Db-sync maps on-chain data for the Cardano blockchain to PostgreSQL.
For extended use cases, instead of querying the database directly we would like to use a computer cluster to run such queries in parallel at MaxSpeed™.
We already provided an export to BigQuery on Google's cloud. But this comes with a cost.
Instead, this project let's you export Db-sync's tables to Parquet files which can be queried locally on your machine or in your local network using many computers.
We use duckdb to output Parquet files which can be queried using duckdb or Spark SQL.
get a db-sync snapshot from: https://update-cardano-mainnet.iohk.io/cardano-db-sync/index.html
install it in a PostgreSQL db
create a database with name e.g. "cardanomainnet13" and a user with the same name.
also add the views from ext/data-analytics-bigquery.git/schema/views to schema analytics.

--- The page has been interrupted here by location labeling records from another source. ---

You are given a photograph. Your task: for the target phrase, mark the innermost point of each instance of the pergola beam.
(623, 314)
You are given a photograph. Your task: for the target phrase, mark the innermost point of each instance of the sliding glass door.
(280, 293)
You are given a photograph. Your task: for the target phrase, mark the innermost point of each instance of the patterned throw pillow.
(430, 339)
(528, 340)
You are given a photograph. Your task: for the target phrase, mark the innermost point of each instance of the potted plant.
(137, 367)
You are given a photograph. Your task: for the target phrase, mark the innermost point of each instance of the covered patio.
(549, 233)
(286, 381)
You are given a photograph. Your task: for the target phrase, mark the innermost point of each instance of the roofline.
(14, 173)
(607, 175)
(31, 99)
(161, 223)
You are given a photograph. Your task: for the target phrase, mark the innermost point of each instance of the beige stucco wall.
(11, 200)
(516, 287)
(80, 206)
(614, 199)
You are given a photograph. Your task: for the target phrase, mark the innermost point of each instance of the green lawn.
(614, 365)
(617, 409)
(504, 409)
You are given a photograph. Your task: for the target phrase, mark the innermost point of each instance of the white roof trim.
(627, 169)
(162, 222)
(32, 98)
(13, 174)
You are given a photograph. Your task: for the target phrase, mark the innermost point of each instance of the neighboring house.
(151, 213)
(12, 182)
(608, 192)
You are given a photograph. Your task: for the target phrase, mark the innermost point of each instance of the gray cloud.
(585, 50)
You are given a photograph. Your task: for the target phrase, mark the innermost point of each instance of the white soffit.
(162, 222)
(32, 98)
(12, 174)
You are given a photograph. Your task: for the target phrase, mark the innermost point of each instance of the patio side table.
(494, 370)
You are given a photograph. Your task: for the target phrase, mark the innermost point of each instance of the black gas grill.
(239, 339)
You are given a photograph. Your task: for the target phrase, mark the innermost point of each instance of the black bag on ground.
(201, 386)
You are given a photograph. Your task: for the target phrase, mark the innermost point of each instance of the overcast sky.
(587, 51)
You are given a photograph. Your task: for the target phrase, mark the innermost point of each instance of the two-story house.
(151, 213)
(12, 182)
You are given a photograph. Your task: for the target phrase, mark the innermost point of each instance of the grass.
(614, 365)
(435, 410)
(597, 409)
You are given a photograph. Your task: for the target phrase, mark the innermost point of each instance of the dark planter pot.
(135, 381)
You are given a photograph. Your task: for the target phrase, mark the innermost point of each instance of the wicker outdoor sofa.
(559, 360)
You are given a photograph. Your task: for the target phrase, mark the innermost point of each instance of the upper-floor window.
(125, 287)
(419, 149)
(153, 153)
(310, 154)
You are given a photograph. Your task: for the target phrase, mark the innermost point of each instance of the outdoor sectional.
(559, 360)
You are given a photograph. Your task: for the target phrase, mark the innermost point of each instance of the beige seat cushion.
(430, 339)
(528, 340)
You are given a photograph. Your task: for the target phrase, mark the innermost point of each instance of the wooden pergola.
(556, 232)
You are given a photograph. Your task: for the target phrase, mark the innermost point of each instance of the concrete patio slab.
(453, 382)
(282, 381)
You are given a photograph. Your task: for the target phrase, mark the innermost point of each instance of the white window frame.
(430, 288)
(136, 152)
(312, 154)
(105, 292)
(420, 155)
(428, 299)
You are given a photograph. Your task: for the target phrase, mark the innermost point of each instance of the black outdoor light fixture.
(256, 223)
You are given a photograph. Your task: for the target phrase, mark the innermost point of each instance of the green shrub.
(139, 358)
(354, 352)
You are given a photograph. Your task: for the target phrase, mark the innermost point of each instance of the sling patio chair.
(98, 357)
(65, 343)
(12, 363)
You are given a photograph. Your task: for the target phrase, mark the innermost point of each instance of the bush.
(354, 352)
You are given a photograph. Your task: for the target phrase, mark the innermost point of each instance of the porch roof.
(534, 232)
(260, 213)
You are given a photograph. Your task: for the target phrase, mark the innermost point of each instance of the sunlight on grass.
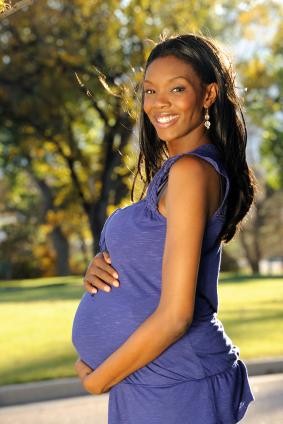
(37, 315)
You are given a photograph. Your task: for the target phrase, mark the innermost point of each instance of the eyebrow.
(171, 79)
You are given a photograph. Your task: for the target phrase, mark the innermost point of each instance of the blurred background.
(69, 72)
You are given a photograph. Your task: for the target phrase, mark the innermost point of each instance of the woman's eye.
(148, 91)
(178, 89)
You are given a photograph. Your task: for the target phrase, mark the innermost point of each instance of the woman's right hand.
(100, 275)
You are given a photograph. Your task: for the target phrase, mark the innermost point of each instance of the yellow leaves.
(4, 5)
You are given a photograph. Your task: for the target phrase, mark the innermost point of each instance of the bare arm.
(187, 210)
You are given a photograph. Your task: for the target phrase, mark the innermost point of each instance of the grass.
(37, 315)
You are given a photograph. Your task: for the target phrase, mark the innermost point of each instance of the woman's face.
(173, 98)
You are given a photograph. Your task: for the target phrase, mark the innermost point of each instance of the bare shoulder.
(188, 169)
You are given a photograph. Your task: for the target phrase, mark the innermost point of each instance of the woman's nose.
(161, 100)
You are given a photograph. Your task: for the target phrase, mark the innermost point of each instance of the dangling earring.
(206, 119)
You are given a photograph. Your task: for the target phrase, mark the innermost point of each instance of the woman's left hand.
(82, 369)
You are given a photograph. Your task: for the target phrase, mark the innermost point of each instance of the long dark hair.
(228, 130)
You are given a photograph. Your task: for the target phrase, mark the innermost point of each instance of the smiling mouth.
(166, 120)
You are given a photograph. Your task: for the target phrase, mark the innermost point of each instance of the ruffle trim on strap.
(208, 152)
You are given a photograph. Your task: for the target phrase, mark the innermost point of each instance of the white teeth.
(165, 119)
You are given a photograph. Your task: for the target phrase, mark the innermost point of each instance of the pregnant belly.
(103, 322)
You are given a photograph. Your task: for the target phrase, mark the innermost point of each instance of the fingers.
(106, 256)
(100, 275)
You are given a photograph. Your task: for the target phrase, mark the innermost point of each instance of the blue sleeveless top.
(199, 379)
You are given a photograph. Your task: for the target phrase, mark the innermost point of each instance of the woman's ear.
(211, 93)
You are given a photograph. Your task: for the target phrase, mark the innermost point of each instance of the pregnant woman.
(156, 342)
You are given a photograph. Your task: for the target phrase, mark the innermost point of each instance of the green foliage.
(31, 309)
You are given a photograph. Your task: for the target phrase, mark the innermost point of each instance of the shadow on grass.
(54, 366)
(243, 278)
(62, 291)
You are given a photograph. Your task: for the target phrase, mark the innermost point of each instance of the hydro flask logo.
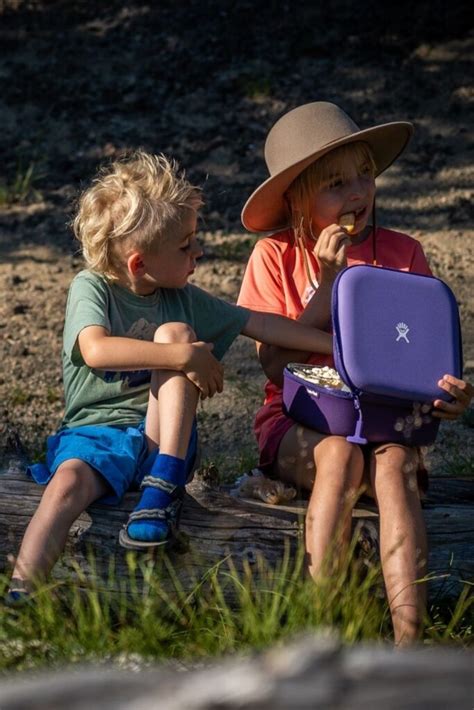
(402, 330)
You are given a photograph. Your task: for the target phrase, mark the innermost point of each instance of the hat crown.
(304, 131)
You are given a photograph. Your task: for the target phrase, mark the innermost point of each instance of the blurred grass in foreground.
(225, 612)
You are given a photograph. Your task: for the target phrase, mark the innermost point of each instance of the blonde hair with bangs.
(133, 203)
(300, 194)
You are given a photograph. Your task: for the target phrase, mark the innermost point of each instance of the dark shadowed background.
(203, 82)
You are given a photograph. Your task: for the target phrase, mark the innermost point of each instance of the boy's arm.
(275, 333)
(102, 351)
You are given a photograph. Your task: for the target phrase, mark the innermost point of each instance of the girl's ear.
(135, 265)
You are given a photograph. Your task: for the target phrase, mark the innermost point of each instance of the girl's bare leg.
(333, 470)
(403, 545)
(72, 489)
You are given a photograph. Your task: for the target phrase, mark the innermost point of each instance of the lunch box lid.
(395, 333)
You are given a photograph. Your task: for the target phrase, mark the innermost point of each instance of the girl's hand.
(204, 371)
(330, 251)
(461, 391)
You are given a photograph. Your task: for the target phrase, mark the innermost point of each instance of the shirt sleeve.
(87, 304)
(262, 288)
(216, 321)
(419, 263)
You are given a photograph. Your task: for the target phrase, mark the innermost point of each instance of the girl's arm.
(102, 351)
(276, 330)
(330, 251)
(462, 392)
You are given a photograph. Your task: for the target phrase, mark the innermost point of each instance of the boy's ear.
(135, 264)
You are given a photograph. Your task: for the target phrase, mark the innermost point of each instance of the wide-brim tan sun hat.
(298, 139)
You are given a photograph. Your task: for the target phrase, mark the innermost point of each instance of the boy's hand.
(461, 391)
(330, 251)
(204, 371)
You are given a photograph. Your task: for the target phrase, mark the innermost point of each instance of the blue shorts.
(120, 455)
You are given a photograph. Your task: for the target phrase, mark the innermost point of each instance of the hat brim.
(265, 209)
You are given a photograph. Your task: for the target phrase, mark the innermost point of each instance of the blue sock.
(171, 470)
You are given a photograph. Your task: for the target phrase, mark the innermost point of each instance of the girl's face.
(346, 187)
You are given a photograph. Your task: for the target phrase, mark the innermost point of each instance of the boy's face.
(351, 189)
(174, 261)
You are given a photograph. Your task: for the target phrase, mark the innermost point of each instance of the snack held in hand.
(347, 221)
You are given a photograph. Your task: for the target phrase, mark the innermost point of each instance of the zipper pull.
(357, 437)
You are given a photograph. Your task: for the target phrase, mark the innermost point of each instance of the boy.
(138, 341)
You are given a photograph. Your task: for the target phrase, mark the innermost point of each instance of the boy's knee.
(70, 488)
(175, 332)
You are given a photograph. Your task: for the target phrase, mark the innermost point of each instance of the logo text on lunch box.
(402, 330)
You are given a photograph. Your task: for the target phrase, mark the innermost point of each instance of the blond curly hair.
(133, 203)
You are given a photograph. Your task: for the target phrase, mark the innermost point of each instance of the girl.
(322, 175)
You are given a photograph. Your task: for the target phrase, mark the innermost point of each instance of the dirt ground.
(204, 82)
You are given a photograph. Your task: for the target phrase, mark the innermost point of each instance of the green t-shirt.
(118, 398)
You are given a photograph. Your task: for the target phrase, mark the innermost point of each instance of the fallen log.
(217, 526)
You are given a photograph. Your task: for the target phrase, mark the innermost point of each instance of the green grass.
(22, 187)
(225, 612)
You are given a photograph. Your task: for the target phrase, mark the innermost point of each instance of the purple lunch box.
(395, 335)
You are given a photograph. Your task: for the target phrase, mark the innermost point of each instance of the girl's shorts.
(274, 434)
(120, 455)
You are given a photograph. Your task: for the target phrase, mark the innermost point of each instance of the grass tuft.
(225, 611)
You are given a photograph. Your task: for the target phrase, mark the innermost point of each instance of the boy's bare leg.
(333, 469)
(403, 545)
(72, 489)
(170, 416)
(173, 399)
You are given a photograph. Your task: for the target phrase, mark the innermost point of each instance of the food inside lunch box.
(323, 376)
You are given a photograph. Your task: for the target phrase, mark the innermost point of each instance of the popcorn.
(347, 221)
(323, 376)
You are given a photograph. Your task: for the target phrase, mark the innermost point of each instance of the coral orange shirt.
(275, 281)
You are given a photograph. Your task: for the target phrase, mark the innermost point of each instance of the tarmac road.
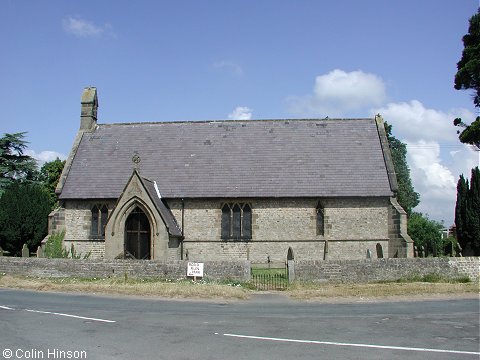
(37, 325)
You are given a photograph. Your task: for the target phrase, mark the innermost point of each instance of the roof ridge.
(232, 121)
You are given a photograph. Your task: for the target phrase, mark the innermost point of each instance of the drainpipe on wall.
(183, 222)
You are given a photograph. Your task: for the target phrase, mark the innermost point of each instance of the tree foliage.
(14, 164)
(407, 197)
(24, 209)
(467, 213)
(49, 176)
(468, 78)
(426, 233)
(468, 74)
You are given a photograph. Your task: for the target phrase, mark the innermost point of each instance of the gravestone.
(40, 252)
(25, 251)
(291, 270)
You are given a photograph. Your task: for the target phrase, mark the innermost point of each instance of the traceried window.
(320, 220)
(236, 222)
(99, 220)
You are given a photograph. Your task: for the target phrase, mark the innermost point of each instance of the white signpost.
(195, 270)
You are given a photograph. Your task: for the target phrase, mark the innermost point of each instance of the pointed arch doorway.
(137, 235)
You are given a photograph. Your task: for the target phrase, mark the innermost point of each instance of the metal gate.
(273, 281)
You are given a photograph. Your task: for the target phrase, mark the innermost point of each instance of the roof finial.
(136, 160)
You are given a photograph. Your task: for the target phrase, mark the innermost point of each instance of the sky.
(215, 60)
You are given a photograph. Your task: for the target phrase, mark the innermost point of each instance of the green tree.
(467, 213)
(49, 176)
(24, 209)
(468, 78)
(407, 197)
(461, 211)
(426, 233)
(14, 164)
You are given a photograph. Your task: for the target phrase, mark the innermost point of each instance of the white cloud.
(84, 28)
(241, 113)
(228, 66)
(45, 156)
(435, 155)
(339, 93)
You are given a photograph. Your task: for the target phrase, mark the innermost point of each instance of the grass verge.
(404, 289)
(138, 287)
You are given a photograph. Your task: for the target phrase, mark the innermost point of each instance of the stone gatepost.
(40, 252)
(25, 251)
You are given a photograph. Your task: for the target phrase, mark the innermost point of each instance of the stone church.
(258, 190)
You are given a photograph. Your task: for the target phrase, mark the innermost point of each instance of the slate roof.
(165, 213)
(233, 159)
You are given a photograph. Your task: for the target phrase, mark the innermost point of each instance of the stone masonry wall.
(351, 271)
(352, 226)
(385, 269)
(215, 270)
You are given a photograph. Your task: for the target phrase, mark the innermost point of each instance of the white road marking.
(69, 315)
(353, 345)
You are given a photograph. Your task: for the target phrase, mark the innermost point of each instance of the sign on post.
(195, 270)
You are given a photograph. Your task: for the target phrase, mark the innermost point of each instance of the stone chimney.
(88, 117)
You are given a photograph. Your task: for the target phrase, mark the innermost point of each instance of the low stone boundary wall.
(385, 269)
(353, 271)
(90, 268)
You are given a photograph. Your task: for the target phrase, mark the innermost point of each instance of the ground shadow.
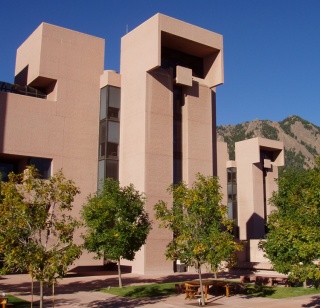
(315, 302)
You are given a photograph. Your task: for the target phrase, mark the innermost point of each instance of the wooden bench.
(269, 280)
(191, 290)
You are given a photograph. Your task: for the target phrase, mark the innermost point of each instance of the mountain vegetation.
(301, 138)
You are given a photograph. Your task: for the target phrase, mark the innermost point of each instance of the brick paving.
(80, 290)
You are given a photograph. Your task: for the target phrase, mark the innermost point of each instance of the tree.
(202, 233)
(117, 223)
(293, 241)
(36, 232)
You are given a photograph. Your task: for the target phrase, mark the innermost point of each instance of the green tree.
(36, 232)
(202, 233)
(293, 241)
(117, 223)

first, change the target users in the SQL files in that directory:
for F in *.sql; sed -i -e 's/db_sync_master/cardanomainnet13/g;s/db_sync_reader/cardanomainnet13/g'; done
then run the continuous export to Parquet files (create a .pgpass file or set the password in an env. var. PGPASSWORD)
export PGHOST=host
export PGPORT=5432
export PGDATABASE=cardanomainnet13
export PGUSER=cardanomainnet13
export PGPASSFILE=.pgpass
the target path:
PARQUET_PATH=/usr/local/spark/data
TBL=block # for example
DBFILE=${TBL}.ddb
INCREMENT=20
./duckdb ${DBFILE} < schema/${TBL}.sql
for E in `seq 0 ${INCREMENT} 500`; do
echo "exporting ${TBL} from ${E} to $((E+${INCREMENT})) as CSV"
psql -c "\\copy ( SELECT * FROM analytics.vw_bq_${TBL} WHERE epoch_no >= ${E} AND epoch_no < ${E} + ${INCREMENT} ) to '${TBL}_${E}.csv' csv;"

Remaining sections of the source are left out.